The Price Reversal Phenomenon: When Cheaper Reasoning Models End Up Costing More

Developers and consumers increasingly choose reasoning language models (RLMs) based on their listed API prices. However, how accurately do these prices reflect actual inference costs? We conduct the first systematic study of this question, evaluating 8 frontier RLMs across 9 diverse tasks covering competition math, science QA, code generation, and multi-domain reasoning.
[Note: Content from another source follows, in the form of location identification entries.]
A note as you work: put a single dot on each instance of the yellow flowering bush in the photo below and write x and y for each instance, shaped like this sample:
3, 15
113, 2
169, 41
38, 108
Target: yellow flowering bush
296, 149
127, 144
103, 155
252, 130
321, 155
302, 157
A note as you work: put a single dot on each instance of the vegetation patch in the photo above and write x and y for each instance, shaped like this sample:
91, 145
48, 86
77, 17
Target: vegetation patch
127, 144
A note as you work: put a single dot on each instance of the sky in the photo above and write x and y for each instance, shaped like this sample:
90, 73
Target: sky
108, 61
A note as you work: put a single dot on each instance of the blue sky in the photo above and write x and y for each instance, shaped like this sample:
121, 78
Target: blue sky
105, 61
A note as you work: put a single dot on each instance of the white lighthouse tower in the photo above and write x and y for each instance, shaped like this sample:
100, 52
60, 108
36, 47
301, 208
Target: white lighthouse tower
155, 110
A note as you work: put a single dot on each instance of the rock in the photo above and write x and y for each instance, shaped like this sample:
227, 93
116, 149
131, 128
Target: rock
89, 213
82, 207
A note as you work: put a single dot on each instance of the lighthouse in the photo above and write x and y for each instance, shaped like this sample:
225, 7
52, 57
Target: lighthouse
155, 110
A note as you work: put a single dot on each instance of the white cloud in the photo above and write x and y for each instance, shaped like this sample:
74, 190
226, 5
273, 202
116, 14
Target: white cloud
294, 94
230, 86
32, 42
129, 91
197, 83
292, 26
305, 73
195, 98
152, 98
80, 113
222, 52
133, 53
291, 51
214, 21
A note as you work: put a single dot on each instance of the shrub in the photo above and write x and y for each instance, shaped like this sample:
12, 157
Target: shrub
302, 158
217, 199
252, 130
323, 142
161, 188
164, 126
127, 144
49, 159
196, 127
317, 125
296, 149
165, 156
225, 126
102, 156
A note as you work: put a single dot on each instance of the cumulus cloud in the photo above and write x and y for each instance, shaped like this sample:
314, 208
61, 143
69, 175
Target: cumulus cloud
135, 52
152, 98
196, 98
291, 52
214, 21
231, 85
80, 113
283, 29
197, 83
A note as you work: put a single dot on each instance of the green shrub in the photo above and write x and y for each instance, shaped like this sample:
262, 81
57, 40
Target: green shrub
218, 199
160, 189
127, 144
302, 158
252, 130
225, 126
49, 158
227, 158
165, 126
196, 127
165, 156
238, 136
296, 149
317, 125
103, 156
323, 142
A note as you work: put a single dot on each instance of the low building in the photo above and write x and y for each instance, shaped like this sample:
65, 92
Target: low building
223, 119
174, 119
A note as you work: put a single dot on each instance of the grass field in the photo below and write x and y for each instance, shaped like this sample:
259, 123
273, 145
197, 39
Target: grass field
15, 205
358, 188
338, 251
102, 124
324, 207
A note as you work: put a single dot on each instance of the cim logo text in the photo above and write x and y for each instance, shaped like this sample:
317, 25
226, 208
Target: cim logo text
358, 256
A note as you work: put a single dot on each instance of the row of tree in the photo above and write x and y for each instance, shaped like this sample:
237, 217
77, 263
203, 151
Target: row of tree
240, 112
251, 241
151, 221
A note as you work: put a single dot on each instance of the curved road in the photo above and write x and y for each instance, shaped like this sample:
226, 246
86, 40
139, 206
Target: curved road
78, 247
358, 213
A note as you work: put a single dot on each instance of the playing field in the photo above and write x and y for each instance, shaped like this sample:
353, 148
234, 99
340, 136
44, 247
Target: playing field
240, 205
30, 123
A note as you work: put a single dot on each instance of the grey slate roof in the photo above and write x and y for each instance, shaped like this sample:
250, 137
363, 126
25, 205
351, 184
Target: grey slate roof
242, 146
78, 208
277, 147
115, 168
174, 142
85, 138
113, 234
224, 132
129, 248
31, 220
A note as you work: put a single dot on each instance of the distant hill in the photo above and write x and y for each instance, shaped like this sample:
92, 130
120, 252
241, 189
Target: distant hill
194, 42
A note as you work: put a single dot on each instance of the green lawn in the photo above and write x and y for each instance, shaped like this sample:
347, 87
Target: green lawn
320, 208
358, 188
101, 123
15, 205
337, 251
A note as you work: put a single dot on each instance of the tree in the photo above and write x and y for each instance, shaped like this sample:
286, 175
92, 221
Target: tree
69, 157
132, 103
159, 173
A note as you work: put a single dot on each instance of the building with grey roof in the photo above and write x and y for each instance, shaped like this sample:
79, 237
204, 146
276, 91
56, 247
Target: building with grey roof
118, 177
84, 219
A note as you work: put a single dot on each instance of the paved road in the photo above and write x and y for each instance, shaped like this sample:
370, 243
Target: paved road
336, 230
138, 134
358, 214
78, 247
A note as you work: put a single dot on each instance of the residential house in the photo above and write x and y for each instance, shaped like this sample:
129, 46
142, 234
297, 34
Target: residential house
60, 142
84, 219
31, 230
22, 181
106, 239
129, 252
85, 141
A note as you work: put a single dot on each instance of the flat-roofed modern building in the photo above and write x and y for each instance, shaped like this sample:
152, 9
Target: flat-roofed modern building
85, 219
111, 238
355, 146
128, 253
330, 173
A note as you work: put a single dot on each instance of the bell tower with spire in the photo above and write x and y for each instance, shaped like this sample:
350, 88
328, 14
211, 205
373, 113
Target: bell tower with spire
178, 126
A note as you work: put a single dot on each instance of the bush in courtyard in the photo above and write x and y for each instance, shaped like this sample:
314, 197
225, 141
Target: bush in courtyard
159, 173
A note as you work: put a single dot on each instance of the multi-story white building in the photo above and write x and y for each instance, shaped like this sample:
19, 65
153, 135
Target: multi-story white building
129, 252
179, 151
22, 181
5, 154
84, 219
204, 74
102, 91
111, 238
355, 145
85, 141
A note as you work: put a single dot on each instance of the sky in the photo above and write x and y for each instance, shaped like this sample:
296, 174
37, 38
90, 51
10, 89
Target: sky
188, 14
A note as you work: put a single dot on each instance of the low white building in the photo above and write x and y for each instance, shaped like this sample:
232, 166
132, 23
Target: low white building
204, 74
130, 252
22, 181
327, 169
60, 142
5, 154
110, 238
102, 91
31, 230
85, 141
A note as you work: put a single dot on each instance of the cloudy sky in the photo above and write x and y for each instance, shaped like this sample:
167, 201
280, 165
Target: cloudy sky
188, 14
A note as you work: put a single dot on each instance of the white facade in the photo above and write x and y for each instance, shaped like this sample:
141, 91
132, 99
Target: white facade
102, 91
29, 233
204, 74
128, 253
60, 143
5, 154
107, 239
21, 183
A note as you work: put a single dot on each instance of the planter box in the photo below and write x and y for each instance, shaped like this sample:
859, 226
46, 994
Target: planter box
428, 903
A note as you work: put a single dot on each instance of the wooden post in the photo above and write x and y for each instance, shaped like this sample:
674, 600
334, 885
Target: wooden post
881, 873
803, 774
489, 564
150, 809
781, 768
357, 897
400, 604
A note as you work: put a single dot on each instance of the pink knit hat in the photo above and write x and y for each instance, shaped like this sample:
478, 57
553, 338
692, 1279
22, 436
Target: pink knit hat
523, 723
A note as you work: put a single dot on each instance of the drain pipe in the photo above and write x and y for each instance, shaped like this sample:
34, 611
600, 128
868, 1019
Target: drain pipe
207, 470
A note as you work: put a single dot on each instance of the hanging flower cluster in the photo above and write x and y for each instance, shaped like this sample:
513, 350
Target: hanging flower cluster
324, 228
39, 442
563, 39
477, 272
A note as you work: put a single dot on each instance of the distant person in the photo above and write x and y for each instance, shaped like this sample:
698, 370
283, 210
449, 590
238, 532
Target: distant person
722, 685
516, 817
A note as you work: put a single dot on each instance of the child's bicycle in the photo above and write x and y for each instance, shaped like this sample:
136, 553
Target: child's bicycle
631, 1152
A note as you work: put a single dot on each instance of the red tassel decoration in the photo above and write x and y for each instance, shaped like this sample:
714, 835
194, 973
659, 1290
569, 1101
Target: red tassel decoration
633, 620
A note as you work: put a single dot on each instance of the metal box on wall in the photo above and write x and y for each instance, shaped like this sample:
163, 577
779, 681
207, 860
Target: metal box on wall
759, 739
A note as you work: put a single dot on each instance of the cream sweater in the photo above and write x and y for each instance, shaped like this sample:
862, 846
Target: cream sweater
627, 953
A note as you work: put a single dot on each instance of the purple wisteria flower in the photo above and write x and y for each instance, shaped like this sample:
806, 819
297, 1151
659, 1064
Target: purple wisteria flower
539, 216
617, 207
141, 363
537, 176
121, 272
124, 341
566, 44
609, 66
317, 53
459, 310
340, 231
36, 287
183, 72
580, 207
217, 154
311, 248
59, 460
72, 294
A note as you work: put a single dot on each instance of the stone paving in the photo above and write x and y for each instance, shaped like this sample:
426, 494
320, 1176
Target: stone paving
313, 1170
We uncover the pricing reversal phenomenon: in 21.8% of model-pair comparisons, the model with a lower listed price actually incurs a higher total cost, with reversal magnitude reaching up to 28x. For example, Gemini 3 Flash's listed price is 78% cheaper than GPT-5.2's, yet its actual cost across all tasks is 22% higher. We trace the root cause to vast heterogeneity in thinking token consumption: on the same query, one model may use 900% more thinking tokens than another. In fact, removing thinking token costs reduces ranking reversals by 70% and raises the rank correlation (Kendall's $τ$ ) between price and cost rankings from 0.563 to 0.873. We further show that per-query cost prediction is fundamentally difficult: repeated runs of the same query yield thinking token variation up to 9.7x, establishing an irreducible noise floor for any predictor. Our findings demonstrate that listed API pricing is an unreliable proxy for actual cost, calling for cost-aware model selection and transparent per-request cost monitoring.